Onderzoek: Transport van waterstof kent grote veiligheidsrisico’s
Het transporteren van waterstof brengt grote veiligheidsrisico’s met zich mee. Dat blijkt uit een gezamenlijk onderzoek van Arcadis, Berenschot en TNO, uitgevoerd in opdracht van de ministeries van Infrastructuur en Waterstaat (IenW) en Economische Zaken en Klimaat (EZK).
Het lijkt er steeds meer op dat waterstof een belangrijke rol zal gaan spelen binnen de Nederlandse energietransitie. Zo heeft ons land goede kaarten in handen om Europa’s belangrijkste groene waterstofhub te worden, terwijl hier eveneens wordt onderzocht of de energiedrager vervuilende dieseltreinen van het spoor kan verdrijven.
Waterstof heeft echter ook een keerzijde. Het goedje moet geproduceerd worden en daarvoor zijn allerlei giftige stoffen nodig, zoals ammoniak. En die moeten dus in grote hoeveelheden door ons land worden vervoerd, waar allerlei risico’s aan verbonden zijn.
Zeker als waterstof daadwerkelijk dé brandstof van de toekomst wordt, stellen de experts van Arcadis, Berenschot en TNO in hun onderzoeksrapport. “Het is lastig om een exacte voorspelling te doen, maar we gaan in dat geval naar véél meer transport van giftige stoffen”, zegt Vincent van der Vlies van Berenschot.
Op dit moment vervoeren in ons land jaarlijks circa 2.000 treinwagons en 250 schepen grote hoeveelheden ammoniak. Maar als waterstof steeds crucialer wordt voor onze energievoorziening, gaat het volgens Van der Vlies al snel om “duizenden schepen” en “tienduizenden treinwagons”.
En dat terwijl het ammoniaktransport over het Nederlandse spoor sinds 2004 sterk wordt ontmoedigd door de overheid “vanwege de risico’s die hiermee gepaard gaan”, aldus de onderzoekers. “Door twee afspraken tussen de overheid en de industrie, vastgesteld in 2009, is dergelijk transport in ons land sterk afgenomen.”
Volgens Arcadis, Berenschot en TNO wordt de Nederlandse overheid hierdoor voor een belangrijke keuze gesteld.
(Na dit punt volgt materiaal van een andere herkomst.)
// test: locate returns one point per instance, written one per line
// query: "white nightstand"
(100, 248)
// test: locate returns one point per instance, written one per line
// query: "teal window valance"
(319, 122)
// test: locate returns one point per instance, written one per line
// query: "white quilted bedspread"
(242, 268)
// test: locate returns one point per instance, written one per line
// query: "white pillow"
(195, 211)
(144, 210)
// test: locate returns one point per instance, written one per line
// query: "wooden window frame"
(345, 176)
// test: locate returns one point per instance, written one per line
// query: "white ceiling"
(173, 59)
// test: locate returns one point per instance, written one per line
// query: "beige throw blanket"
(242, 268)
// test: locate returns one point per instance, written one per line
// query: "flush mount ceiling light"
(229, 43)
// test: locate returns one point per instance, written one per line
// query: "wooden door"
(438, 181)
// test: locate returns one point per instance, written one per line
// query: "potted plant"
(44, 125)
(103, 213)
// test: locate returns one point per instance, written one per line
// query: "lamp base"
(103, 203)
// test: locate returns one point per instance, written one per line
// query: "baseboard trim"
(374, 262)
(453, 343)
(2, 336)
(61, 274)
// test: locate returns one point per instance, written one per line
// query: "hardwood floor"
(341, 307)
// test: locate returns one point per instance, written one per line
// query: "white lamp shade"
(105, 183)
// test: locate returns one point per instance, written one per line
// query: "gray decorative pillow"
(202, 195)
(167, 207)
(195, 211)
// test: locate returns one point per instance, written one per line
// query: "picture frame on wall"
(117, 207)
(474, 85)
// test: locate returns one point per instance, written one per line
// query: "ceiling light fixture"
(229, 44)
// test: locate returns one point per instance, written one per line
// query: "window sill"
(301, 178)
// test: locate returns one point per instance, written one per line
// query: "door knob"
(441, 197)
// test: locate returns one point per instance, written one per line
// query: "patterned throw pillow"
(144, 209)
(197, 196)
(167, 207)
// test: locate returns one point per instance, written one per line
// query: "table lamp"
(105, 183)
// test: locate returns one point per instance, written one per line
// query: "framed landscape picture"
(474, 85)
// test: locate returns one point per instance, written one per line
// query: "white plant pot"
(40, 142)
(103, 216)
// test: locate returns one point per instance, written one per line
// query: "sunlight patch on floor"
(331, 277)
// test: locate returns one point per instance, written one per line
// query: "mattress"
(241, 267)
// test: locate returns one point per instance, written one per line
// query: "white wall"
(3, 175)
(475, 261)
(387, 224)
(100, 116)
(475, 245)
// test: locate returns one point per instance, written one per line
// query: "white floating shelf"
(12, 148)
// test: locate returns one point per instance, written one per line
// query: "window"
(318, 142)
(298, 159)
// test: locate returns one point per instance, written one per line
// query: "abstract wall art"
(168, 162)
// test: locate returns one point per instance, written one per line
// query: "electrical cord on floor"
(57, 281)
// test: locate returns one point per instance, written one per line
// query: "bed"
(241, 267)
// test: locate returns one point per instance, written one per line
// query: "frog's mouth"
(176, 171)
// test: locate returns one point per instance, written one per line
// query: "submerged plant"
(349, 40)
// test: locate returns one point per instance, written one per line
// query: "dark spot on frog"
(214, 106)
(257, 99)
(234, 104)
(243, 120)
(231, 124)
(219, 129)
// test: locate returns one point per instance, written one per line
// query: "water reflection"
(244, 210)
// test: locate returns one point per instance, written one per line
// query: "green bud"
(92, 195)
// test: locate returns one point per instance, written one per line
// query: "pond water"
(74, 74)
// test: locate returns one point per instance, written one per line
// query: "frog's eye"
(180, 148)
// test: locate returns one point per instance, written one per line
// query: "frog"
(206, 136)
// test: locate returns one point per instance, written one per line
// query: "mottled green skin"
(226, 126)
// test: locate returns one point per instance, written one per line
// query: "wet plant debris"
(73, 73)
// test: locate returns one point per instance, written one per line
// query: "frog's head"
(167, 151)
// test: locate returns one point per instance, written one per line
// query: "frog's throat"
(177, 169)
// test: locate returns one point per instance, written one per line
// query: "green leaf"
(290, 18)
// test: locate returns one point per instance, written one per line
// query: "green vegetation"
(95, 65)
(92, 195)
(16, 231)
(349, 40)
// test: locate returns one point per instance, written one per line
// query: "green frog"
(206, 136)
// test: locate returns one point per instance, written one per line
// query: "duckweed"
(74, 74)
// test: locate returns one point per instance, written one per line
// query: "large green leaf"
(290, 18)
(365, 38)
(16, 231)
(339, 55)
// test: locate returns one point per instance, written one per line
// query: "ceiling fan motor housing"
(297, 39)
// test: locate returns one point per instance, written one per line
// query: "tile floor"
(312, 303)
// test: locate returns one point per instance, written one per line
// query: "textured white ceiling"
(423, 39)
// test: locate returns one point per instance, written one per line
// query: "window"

Als waterstof immers een steeds belangrijkere energiebron wordt, schiet het huidige beleid rond ammoniaktransport tekort. “Daarom moeten er nu beslissingen worden genomen”, geeft Van der Vlies aan.
Alternatief: een buizennetwerk
De onderzoekers gaan in hun rapport ook in op een alternatief voor grootschalig ammoniakvervoer per spoor (of per vrachtauto). Waterstof kan ook worden getransporteerd via een grootschalig buizennetwerk, waarvan een deel in Noord-Nederland reeds wordt aangelegd.
Binnen deze strategie zijn ook zogenaamde ammoniakkrakers nodig, melden de drie bureaus. Dat zijn fabrieken waarbinnen ammoniak wordt omgezet in waterstof via een chemische reactie. Vanuit het havenbedrijf van Rotterdam is men al bezig met het ontwikkelen van zo’n ammoniakkraker, zegt CEO Allard Castelein.
“Voor de Europese energietransitie zal een aanzienlijk deel van de waterstof worden geïmporteerd via de haven van Rotterdam. Als we daar één centrale ammoniakkraker realiseren, kunnen we tijd, ruimte en middelen besparen om de import van één miljoen ton waterstof per jaar mogelijk te maken.”
Maar met die ene ammoniakkraker in Rotterdam zijn we er volgens de experts van TNO, Berenschot en Arcadis nog niet. In hun rapport schrijven ze dat “tientallen ammoniakkrakers” nodig zullen zijn als waterstof een fundamentele rol gaat spelen binnen de toekomstige energievoorziening.
Totdat deze waterstofinfrastructuur is gerealiseerd, is het haast onvermijdelijk dat de energiebron nog per spoor (en via de weg) wordt vervoerd. De onderzoekers raden de overheid aan om het beleid ook af te stemmen op deze tussenfase, zodat veiligheidsrisico’s niet worden veronachtzaamd.
Staatssecretaris Vivianne Heijnen (CDA) van IenW en minister voor EZK Rob Jetten (D66) hebben inmiddels de bevindingen van de drie bureaus gedeeld met de Tweede Kamer. “Wanneer er resultaten over de vervolgacties bekend zijn, zullen wij de Kamer hierover informeren”, aldus de twee bewindslieden.